The invention relates to a method of creating a wellbore in an underground formation, for example a wellbore for the production of oil or gas. Generally, when a wellbore for oil or gas production is created, a number of casings are installed in the borehole to prevent collapse of the borehole wall and to prevent undesired outflow of drilling fluid into the formation or inflow of fluid from the formation into the borehole. The borehole is drilled in intervals whereby each casing is installed after drilling a next interval, so that a next casing to be installed is to be lowered through a previously installed casing. In a conventional method of creating a wellbore the outer diameter of the next casing is limited by the inner diameter of the previously installed casing in order to allow lowering of the next casing through the previous casing. Thus, the casings are nested relative to each other, with casing diameters decreasing in downward direction. Cement annuli are provided between the outer surfaces of the casings and the borehole wall to seal the casings from the borehole wall. As a consequence of the nested arrangement of the casings, a relatively large borehole diameter is required at the upper part of the wellbore. Such a large borehole diameter involves increased costs due to heavy casing handling equipment, large drill bits and increased volumes of drilling fluid. Moreover, increased drilling rig time is involved due to required cement pumping and cement hardenin . i is an object of the invention to provide a method of creating a wellbore in an underground formation, which method eliminates the need for a relatively large borehole diameter in the upper part of the wellbore and thereby overcomes the disadvantages of the conventional method.

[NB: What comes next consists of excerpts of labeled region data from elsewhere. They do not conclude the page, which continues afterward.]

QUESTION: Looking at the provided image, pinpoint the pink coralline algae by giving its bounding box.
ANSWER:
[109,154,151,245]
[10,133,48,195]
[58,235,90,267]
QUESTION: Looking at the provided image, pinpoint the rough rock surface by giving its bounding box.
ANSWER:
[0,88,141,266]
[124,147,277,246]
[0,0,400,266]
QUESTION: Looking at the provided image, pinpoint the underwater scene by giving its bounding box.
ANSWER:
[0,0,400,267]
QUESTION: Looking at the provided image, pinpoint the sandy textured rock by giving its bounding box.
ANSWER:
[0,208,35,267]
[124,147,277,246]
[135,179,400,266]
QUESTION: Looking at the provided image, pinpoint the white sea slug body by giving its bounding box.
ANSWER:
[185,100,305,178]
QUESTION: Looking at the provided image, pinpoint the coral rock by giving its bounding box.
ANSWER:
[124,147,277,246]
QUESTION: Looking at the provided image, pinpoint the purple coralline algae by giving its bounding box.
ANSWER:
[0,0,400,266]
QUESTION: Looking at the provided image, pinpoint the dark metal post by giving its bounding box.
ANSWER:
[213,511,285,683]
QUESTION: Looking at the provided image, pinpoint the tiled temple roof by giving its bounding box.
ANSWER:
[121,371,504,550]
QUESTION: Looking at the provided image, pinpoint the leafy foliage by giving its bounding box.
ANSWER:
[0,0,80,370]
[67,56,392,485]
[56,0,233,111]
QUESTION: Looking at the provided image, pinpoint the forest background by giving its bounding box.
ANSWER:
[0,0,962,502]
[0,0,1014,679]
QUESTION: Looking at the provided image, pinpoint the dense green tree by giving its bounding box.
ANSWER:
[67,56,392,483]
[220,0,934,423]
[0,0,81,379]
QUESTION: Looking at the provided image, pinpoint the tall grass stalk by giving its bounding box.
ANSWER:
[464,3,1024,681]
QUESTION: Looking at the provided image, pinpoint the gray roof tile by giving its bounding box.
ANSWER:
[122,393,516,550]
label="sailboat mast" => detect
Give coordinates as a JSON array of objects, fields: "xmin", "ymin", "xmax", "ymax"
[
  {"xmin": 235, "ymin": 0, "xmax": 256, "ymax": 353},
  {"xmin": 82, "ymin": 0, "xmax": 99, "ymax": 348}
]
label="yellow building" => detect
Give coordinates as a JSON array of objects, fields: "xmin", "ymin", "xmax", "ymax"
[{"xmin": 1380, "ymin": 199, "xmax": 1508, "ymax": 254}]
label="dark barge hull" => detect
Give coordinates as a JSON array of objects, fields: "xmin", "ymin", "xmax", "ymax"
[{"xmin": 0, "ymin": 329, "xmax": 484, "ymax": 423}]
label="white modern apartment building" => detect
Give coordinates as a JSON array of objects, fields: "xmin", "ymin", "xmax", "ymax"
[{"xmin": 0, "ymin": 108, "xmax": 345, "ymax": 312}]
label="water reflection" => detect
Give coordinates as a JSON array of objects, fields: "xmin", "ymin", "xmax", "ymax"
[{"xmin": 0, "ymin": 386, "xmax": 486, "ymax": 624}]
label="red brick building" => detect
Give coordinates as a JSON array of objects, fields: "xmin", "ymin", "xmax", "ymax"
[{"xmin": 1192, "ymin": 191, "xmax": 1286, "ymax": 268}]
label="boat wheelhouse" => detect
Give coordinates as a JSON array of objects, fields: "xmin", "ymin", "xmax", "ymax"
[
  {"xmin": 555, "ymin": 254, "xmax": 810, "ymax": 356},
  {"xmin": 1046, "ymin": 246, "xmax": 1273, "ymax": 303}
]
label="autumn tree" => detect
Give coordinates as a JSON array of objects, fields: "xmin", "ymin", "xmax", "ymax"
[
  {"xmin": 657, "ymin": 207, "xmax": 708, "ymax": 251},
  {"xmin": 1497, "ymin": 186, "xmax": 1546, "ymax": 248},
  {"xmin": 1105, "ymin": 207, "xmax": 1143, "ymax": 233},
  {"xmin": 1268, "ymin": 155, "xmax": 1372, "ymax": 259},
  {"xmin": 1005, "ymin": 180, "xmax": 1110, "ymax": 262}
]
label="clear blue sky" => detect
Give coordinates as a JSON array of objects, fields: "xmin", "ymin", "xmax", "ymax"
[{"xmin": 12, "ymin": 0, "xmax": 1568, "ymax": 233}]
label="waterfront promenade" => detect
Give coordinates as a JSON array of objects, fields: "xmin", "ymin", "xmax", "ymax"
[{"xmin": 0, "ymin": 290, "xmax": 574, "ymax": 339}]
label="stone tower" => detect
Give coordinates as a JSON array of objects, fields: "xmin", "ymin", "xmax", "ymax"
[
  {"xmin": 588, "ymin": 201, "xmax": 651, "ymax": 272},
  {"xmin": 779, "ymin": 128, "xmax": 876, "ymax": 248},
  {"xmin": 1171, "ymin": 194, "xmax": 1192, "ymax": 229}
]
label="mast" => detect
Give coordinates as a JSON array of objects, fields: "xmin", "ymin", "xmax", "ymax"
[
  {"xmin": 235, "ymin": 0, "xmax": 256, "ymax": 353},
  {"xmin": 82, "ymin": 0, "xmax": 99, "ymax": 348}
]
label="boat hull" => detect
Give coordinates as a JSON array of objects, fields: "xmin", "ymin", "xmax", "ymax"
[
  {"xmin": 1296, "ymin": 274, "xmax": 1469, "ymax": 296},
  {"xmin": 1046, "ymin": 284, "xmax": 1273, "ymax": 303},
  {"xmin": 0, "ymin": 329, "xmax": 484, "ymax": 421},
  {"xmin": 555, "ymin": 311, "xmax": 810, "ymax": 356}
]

In accordance with the invention there is provided a method of creating a wellbore in an underground formation, comprising drilling a borehole in the underground formation, lowering a casing of a malleable material into the borehole, said casing being radially expansible against the borehole wall upon application of a radial load and having a smaller elastic radial deformation than the surrounding formation upon application of said load, and applying said radial load to the casing thereby radially expanding the casing against the borehole wall so as to induce a compressive force between the casing and the surrounding formation. After applying the radial load, the casing contracts slightly radially due elastic relaxation. However, the elastic radial deformation of the formation does not completely vanish following the relaxation due to the elastic radial deformation of the formation being larger than the elastic radial deformation of the casing. As a result thereof, a compressive force remains between the casing and the formation after relaxation, which compressive force ensures the casing being sealed to the formation. Thus, cement annuli are no longer required to seal the casing to the formation. Furthermore, it is achieved that casings of uniform diameter can be applied in the wellbore. By expanding the casing in the borehole the outer diameter of the next casing to be installed is not limited by the inner diameter of the previous casing before expansion thereof so that a nested arrangement of the casings is not required. It is to be understood that the casing being made of a malleable material implies that the casing material is capable of sustaining plastic deformation.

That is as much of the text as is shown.